Separately, the Treasury announced on Thursday that the UK would impose further restrictions on Russian companies that provide insurance and reinsurance.

Russian aviation and space firms will be barred from accessing the UK insurance sector, significantly limiting their access to the global insurance market.

“Coupled with similar actions by the EU, this move further isolates Russia’s economy from the international financial system,” a statement from the Treasury said.

Elliott Advisors snaps up UK mortgage group Enra

Elliott Advisors, the feared activist investment firm, has agreed to buy Enra Group, a specialised UK mortgage finance company, for £350 million.

Elliott, which was founded by Paul Singer, one of Wall Street’s most important personalities, is close to announcing the acquisition of the Watford-based company, according to Sky News.

Exponent Private Equity, Enra’s investor since 2016, placed the company up for sale last year.

The company, led by CEO Danny Waters, offers a variety of financing options to households as well as professional property investors, developers, and landlords.

Elliott’s acquisition of Enra is the firm’s latest foray into direct investing in the United Kingdom.

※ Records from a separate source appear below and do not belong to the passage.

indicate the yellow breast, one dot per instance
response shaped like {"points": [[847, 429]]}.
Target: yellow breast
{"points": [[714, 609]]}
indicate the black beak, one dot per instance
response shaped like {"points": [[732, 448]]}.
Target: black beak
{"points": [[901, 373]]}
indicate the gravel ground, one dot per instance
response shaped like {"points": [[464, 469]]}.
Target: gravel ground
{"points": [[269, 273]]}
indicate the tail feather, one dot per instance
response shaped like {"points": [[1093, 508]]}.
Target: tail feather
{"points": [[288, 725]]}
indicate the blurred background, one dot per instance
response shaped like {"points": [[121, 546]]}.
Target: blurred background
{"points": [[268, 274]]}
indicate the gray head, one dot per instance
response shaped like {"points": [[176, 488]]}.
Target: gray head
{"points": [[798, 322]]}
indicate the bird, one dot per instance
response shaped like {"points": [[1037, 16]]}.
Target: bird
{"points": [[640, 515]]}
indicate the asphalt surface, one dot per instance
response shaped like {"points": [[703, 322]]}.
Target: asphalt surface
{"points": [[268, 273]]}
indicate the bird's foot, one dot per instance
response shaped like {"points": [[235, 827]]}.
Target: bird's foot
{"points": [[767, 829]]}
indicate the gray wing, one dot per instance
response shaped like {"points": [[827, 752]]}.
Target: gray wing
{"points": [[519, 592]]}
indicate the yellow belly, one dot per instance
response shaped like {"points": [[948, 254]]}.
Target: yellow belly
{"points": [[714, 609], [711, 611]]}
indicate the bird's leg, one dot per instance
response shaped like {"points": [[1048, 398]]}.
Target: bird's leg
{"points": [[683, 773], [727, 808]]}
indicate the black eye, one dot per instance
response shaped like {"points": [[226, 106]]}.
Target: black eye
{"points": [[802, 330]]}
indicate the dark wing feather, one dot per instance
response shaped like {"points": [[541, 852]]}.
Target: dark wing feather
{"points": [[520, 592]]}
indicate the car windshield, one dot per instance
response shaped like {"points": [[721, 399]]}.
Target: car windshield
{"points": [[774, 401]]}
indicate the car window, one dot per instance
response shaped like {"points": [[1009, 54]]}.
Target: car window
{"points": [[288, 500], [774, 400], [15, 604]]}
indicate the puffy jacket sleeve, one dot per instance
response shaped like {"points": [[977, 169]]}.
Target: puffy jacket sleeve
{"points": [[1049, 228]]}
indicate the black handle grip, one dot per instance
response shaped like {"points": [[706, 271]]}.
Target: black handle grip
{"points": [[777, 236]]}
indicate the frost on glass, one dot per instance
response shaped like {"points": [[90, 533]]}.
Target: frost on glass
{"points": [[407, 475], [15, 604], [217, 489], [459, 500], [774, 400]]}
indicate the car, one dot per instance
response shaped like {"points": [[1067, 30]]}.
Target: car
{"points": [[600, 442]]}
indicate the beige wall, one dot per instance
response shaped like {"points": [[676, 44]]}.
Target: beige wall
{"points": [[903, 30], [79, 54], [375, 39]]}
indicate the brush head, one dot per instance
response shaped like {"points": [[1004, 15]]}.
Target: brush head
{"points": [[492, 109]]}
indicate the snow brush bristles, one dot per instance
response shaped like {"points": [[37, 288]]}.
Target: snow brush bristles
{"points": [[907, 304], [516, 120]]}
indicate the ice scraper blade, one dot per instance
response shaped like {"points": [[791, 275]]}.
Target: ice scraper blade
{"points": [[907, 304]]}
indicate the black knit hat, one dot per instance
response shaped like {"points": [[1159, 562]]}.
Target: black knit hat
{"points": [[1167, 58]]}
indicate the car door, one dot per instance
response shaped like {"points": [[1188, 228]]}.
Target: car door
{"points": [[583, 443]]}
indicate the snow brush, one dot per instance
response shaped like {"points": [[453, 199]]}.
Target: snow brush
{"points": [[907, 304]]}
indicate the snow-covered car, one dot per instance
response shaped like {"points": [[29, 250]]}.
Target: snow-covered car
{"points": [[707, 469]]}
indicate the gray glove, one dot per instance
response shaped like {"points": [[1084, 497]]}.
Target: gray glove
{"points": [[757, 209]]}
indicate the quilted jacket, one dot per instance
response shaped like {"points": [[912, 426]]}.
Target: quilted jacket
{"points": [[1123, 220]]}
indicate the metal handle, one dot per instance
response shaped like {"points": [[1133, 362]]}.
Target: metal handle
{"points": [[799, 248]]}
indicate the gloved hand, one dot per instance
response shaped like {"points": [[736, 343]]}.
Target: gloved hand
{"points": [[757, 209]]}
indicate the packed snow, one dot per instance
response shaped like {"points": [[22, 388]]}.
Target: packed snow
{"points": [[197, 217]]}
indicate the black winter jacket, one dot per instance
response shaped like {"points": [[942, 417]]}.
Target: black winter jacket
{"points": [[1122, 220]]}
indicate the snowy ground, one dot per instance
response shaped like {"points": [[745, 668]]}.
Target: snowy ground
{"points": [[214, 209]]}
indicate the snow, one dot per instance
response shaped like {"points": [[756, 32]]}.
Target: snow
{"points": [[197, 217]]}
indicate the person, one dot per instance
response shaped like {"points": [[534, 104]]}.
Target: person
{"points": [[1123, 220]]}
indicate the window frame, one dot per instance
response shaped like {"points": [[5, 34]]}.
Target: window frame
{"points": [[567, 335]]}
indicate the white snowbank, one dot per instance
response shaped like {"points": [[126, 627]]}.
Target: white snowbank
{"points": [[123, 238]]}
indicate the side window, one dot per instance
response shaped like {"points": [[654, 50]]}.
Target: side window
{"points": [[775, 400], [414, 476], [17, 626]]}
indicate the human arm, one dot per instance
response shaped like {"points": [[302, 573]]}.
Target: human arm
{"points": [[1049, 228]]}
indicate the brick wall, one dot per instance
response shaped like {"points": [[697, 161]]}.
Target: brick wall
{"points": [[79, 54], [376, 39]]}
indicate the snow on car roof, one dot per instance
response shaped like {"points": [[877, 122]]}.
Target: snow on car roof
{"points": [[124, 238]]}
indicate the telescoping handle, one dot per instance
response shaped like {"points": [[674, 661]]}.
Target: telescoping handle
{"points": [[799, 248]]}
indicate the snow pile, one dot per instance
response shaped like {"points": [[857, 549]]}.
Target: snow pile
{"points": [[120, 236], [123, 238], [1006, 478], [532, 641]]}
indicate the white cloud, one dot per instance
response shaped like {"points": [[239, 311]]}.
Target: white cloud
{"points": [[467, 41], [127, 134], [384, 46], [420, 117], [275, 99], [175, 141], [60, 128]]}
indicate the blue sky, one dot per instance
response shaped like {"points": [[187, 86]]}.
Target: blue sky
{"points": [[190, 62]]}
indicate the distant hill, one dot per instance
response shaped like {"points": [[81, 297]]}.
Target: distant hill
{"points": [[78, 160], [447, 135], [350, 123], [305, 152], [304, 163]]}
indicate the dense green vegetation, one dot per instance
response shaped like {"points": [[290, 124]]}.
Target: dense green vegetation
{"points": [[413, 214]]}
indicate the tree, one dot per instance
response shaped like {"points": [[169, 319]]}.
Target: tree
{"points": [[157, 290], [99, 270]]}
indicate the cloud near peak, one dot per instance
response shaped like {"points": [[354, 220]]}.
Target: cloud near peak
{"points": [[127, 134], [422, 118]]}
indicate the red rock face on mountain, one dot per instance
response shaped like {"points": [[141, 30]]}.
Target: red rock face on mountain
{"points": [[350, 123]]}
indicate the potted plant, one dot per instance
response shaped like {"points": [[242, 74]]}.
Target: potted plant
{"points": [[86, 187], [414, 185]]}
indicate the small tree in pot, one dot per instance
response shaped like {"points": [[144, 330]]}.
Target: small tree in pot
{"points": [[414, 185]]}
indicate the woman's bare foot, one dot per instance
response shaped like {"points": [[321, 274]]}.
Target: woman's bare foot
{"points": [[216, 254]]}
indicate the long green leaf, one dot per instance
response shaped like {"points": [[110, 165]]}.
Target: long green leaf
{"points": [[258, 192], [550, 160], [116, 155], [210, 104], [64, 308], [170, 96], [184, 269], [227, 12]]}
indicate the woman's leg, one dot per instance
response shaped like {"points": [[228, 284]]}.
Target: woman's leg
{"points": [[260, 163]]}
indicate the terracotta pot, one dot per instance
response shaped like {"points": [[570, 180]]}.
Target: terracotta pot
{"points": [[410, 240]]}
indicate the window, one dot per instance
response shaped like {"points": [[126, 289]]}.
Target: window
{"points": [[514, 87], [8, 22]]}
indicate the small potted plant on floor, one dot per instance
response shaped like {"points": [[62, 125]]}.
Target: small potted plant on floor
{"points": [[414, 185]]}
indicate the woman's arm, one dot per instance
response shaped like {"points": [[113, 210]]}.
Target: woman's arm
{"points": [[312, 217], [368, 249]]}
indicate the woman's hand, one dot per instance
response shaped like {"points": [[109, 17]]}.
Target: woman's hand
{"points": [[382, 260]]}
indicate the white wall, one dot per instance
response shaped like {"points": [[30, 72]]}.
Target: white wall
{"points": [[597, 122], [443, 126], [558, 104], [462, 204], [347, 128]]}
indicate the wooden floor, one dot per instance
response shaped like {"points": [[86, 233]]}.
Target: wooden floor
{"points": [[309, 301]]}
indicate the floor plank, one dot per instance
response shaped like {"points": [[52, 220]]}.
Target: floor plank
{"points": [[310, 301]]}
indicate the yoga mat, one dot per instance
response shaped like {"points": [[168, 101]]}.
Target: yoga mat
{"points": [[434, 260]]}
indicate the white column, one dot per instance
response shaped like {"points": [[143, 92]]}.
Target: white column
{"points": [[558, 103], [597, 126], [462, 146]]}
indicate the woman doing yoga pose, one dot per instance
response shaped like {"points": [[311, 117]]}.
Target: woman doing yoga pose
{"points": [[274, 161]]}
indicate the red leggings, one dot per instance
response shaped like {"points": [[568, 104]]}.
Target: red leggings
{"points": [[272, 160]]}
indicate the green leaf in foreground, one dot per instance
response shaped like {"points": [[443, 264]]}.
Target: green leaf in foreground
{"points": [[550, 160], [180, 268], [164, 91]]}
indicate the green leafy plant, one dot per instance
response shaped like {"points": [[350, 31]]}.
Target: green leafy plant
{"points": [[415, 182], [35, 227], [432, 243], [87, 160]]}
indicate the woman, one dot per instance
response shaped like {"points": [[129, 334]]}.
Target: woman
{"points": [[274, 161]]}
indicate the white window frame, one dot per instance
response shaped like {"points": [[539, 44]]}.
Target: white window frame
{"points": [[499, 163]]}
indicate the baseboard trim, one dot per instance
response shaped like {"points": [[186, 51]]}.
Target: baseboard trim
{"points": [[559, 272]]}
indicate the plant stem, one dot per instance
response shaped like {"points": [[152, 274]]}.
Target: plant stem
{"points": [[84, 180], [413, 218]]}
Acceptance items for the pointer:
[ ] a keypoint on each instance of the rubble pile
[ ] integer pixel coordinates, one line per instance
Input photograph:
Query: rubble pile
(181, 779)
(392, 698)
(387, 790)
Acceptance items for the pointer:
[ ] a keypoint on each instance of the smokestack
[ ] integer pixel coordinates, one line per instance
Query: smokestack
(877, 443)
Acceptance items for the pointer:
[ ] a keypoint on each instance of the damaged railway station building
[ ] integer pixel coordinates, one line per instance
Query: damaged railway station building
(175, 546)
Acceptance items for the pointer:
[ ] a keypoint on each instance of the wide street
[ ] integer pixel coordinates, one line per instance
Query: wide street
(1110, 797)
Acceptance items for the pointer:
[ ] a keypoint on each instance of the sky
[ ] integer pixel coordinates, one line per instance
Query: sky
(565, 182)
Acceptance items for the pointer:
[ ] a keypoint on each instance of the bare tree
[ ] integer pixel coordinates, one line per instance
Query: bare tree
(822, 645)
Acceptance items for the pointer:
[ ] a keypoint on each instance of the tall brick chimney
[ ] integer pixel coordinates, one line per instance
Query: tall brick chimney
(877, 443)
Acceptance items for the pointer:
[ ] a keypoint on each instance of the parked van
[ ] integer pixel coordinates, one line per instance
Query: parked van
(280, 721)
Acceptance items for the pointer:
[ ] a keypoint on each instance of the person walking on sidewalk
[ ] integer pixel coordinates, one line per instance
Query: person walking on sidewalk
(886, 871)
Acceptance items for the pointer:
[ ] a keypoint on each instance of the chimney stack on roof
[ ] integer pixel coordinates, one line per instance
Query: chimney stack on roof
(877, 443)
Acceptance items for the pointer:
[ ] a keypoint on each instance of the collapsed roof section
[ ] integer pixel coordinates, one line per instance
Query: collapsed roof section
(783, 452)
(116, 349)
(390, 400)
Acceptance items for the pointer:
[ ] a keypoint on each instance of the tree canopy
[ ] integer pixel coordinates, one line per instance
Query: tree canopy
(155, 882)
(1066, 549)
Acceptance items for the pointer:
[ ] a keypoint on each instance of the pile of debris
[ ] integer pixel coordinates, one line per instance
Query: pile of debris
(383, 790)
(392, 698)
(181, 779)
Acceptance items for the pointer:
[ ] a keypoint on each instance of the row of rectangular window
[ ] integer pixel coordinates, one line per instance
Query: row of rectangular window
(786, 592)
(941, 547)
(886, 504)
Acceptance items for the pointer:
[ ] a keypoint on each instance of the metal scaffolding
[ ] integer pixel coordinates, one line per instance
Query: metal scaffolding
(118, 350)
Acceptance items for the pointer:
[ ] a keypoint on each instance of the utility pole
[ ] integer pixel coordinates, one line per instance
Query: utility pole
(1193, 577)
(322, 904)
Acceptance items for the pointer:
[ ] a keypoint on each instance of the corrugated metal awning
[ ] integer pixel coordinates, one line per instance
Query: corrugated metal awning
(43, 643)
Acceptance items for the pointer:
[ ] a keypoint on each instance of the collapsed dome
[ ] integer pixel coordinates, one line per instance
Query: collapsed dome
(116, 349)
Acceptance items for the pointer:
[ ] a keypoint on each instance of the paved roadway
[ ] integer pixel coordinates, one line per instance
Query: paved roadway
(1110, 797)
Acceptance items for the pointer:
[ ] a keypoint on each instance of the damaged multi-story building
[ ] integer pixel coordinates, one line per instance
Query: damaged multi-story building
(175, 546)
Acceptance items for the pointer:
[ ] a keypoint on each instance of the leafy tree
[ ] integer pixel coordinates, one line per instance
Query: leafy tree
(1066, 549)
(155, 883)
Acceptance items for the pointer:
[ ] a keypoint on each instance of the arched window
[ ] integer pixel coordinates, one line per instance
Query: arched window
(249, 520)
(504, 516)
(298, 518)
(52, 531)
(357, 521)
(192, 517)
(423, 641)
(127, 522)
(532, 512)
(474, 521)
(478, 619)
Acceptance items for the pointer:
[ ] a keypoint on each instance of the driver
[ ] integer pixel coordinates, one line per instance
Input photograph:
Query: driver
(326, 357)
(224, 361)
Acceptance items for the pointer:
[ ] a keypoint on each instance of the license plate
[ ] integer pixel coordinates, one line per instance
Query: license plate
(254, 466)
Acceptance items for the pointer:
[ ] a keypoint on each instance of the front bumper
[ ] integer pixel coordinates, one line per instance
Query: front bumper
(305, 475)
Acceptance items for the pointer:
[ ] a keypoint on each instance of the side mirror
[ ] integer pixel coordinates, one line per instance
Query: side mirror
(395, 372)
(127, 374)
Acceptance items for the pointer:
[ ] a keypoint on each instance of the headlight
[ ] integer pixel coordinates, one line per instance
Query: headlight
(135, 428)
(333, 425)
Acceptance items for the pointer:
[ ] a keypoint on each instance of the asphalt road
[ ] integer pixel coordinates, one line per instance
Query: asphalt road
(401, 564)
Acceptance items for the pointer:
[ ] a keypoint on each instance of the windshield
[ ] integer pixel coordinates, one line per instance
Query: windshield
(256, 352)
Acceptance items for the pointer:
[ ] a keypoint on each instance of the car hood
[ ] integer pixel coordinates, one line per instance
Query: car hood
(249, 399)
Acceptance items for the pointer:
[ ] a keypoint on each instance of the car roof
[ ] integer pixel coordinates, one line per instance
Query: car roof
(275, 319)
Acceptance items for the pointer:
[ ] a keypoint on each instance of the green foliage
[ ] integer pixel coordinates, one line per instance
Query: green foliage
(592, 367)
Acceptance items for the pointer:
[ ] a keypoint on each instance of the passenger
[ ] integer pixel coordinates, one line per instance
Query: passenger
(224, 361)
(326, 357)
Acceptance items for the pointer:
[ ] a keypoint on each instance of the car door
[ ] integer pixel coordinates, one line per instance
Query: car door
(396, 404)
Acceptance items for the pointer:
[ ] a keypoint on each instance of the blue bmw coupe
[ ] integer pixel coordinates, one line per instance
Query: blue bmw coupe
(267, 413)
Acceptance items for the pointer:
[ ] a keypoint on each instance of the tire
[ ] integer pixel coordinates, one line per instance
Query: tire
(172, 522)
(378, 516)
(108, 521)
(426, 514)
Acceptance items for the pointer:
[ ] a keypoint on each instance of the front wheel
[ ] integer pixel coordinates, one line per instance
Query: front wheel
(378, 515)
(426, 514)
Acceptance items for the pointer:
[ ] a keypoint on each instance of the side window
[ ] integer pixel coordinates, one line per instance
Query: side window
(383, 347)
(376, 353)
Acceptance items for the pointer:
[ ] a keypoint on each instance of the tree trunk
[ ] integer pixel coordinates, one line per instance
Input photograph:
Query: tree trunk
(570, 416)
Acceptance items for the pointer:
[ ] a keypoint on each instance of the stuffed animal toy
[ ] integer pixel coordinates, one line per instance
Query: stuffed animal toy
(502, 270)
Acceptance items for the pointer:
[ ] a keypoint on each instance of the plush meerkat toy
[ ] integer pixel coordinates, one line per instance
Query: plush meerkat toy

It already owns well-known companies such as Waterstones, the bookshop giant that confirmed this week a Sky News claim that it was buying Blackwell’s, the smaller academic speciality.

Elliott is well recognized for its attempts to demand big reforms at large publicly traded firms.

In recent months, it has targeted corporate behemoths such as GlaxoSmithKline, Taylor Wimpey, and SSE in the United Kingdom, with limited success.

Attempts have already been attempted to gain seats on the boards of firms such as Hammerson, the shopping mall conglomerate.

Exponent Private Equity, did not react to a request for comment, and Elliott did not respond to a request for comment.

Islanders donate generously to Ukraine

This weekend, four truckloads of contributions for Ukrainian refugees escaping the current crisis will be sent to Poland and Romania.

Due to the enormous reaction from Islanders, the effort, which was organized by Honorary Polish Consul Magda Chmielewska, will terminate two days sooner than intended.

On Saturday morning, supplies will be delivered by donated trucks to Rzeszów in south-east Poland and Romania. The items will subsequently be delivered by Caritas.

Mrs Chmielewska said: ‘I am so proud of our Island. We stand united as one and hopefully, we can do as much to help these people as possible. We have at least four lorries worth of supplies and we are actually stopping the donations at 3pm on Friday instead of on Sunday because we have so much stuff.’

Meanwhile, the government has outlined how Islanders can make monetary contributions to the Bailiff’s Ukraine Fund.

Islanders have until 3 p.m. on Friday to deliver goods to the Old Magistrate’s Court building at St Helier Town Hall. People are also encouraged to contact their local parish hall to find out when their collection service expires.